I was very grateful. I wish I didn't expect the worse all the time. But I know my history and experience lead me to think this way. I have to work on trying not to worry so much.
My cousin, Sham is having a reveal party for her daughter this coming Saturday. I will stop by for support.
Back to work, had to restock and unpack supplies from last month delivery. New delivery is tomorrow so I will be good and busy tomorrow night.
God Bless You All!!
Rays of Love Peace and Happiness to you all.
Ms. Madge, I hope the Viking had a lovely birthday, if I know its out the box but since she is aware of her birthday being near, shoot off some fireworks. I happened to see a pack in store and my son bought them and shot them off for his birthday, it was awesome.

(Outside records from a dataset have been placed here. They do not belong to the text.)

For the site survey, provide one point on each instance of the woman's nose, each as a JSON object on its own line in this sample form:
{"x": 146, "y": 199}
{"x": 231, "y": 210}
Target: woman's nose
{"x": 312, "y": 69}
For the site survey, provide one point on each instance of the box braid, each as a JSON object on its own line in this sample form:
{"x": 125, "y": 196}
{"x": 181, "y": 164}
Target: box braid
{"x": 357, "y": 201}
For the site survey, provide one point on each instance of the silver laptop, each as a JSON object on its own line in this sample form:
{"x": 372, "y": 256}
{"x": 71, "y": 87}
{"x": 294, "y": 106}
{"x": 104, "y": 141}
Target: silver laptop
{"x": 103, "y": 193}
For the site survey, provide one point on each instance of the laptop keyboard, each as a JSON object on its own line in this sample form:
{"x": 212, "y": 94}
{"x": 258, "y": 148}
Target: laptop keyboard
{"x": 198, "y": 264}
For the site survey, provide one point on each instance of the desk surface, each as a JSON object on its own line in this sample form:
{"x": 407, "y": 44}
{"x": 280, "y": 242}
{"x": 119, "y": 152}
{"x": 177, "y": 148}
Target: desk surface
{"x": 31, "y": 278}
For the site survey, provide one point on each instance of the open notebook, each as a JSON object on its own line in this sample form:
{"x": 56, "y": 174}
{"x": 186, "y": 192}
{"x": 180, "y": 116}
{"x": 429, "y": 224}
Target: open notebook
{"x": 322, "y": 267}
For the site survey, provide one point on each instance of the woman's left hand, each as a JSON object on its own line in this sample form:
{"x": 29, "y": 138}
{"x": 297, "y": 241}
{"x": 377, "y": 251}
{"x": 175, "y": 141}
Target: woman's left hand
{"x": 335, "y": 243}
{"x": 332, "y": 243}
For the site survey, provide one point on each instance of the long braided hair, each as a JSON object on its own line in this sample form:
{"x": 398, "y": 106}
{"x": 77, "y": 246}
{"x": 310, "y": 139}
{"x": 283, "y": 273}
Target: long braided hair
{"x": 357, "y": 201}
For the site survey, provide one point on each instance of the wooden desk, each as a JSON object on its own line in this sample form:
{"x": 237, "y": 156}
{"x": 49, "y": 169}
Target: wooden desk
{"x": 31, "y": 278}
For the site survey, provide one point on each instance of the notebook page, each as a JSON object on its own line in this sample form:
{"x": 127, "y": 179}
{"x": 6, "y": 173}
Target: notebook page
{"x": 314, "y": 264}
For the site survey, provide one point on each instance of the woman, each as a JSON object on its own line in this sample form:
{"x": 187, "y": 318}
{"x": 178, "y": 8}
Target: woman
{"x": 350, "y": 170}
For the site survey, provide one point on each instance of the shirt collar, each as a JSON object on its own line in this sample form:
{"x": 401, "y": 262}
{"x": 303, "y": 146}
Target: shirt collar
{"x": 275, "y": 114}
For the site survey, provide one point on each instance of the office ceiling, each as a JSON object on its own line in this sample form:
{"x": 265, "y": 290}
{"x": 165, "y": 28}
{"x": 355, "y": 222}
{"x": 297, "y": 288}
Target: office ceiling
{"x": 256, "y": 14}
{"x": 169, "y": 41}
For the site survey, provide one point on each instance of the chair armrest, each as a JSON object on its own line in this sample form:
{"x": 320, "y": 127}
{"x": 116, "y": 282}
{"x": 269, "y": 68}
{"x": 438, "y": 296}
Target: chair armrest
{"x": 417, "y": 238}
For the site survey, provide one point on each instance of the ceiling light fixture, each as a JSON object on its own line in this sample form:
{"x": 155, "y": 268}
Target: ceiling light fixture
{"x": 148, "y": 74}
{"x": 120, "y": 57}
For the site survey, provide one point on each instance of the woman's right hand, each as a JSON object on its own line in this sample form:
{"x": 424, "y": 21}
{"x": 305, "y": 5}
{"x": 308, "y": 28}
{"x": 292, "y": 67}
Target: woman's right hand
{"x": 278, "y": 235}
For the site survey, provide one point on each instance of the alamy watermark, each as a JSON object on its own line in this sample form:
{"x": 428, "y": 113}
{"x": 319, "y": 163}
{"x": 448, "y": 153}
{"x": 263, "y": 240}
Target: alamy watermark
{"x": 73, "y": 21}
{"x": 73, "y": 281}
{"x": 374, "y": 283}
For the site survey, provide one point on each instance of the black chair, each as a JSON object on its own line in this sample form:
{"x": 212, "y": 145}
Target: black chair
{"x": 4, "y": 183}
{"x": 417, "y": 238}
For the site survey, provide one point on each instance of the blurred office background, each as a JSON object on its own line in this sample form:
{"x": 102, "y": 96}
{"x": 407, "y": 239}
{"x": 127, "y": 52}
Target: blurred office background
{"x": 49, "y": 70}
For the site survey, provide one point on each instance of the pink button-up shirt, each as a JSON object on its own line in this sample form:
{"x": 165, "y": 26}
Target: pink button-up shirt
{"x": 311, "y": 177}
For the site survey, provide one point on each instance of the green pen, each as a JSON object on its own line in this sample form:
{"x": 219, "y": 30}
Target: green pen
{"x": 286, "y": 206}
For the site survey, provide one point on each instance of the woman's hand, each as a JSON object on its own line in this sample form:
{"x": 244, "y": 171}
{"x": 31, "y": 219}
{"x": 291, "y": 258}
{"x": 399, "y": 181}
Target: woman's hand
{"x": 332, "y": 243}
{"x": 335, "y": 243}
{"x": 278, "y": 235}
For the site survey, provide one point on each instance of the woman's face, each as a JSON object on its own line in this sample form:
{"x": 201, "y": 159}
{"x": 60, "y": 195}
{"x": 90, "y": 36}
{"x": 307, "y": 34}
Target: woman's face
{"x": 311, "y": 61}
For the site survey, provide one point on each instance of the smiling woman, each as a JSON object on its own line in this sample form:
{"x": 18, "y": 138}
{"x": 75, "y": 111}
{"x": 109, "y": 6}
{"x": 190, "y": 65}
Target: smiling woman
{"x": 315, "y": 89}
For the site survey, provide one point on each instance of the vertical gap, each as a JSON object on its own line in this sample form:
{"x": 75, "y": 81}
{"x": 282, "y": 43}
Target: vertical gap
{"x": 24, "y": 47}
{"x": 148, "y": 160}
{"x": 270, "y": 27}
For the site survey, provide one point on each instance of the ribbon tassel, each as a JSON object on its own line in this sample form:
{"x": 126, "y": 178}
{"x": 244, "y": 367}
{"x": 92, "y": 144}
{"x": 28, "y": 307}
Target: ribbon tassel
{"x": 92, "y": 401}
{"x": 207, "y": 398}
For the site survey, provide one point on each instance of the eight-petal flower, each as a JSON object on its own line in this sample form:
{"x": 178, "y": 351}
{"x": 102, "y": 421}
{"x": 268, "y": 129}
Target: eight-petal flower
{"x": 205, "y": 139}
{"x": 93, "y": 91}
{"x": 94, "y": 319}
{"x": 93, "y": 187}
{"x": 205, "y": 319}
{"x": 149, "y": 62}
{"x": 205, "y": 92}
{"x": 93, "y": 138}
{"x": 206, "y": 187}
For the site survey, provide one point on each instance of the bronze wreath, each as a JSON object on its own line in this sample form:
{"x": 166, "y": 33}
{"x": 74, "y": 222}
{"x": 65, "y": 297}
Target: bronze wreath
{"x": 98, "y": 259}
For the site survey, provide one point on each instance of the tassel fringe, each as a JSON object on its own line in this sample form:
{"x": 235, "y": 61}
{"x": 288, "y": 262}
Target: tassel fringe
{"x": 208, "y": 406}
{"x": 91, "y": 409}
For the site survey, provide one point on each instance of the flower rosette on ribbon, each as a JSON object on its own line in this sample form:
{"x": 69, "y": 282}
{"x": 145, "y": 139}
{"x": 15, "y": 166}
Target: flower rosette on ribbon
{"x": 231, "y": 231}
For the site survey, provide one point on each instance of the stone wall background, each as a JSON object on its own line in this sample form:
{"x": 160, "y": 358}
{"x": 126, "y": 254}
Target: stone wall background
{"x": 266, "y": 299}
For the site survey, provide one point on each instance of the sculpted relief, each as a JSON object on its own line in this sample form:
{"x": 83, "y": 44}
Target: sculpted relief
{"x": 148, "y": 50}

Only 15 dollars for a nice show. They are illegal here in NYC.
The last few days of my trip to Korea were just wonderful. Thanks again for helping me get on right track. I was determined to embrace the love and happiness and I did. I almost didn't want to leave. The first two weeks were filled non-stop we went to a resort which is where my son shot fireworks on the beach suncruise resort, shopping trips, zoo and traveled a few hours to reach all. Had fun in the car singing. Made up a song when one hotel we stayed in didn't have wifi. It was the first one we stayed at and where I learned the hotels did not have ice machines. I was done in, as I love ice, and ice water, the the room didn't look anything like the pictures and the DL was getting on her husband, and hoping he didn't tell anyone to go there. He was like its okay. they have a chat line with other families who are stationed in Korea and give tips about just about everything. We ate out so many times and the food was delicious. the first week everytihing I ate shocked my taste buds with goodness. LOL. I love to eat!
My trip back was great. I met a veteran in restaurant in airport and ended up sitting next to him and his wife on flight to las vegas. We had good talk and good time. he was living in Thailand and told me a lot about it when I told him it was supposed to be part of my trip. but due to season the tickets were to high for my son to pay for 5. He plans to go at another time. And if God willing I make it there the next thanksgiving he is planning a trip to JE Ju Island or something like that. Then I met an
American school teacher who has been living in China for 3 years teaching English.
I had 5hour layover in Vegas and took cab to check it out. Its nice I lost then won enough to cover loses and a 21dollar hamburger and drinks, then last half hour at airport I lost a little. It was fun.
Flight to new York was good.
I was so happy to see my mother that when I hugged her I almost started to cry.
It was hard for her to speak a clear sentence but what she said was similar to where was I so long.
The table was down, I guess they didn't know how to set the leg in the bracket. I had been in the market for a while. My convection oven was on its side in front of the sink. The dish rack was off the sink on its side on a storage container and the freezer was filled with ice accumulation. And un eaten meal on wheels were just tossed in. Other wise it was decent. I felt like I would be blamed for a lot expecially the roaches which were building up again when I left. My order for combat and mouse poison I use was lost and I am waiting for a refund. meanwhile the roach situation is bad, worse. A can of raid was in there almost empty.
Looks like my mother had on same thing as when I left. Its hard to get her tobathe and change. The block party was the next day so when she saw the commotion I told her to get dress so I could take her out.
Lazy Sunday here, lol!
Poor California, the fires just don’t end. My childhood camping grounds is now under advisory evacuation due to the Clark Fork fire on highway 108. So sad they cut resources and no controlled burning has been done in years. Fires here in Idaho too. We have had smoke coverage but not as bad as last year so far. I’m hoping we can take a day next month to go to Stanley and McCall when the colors start to change.
Hoping everyone is well and the weekend is restful.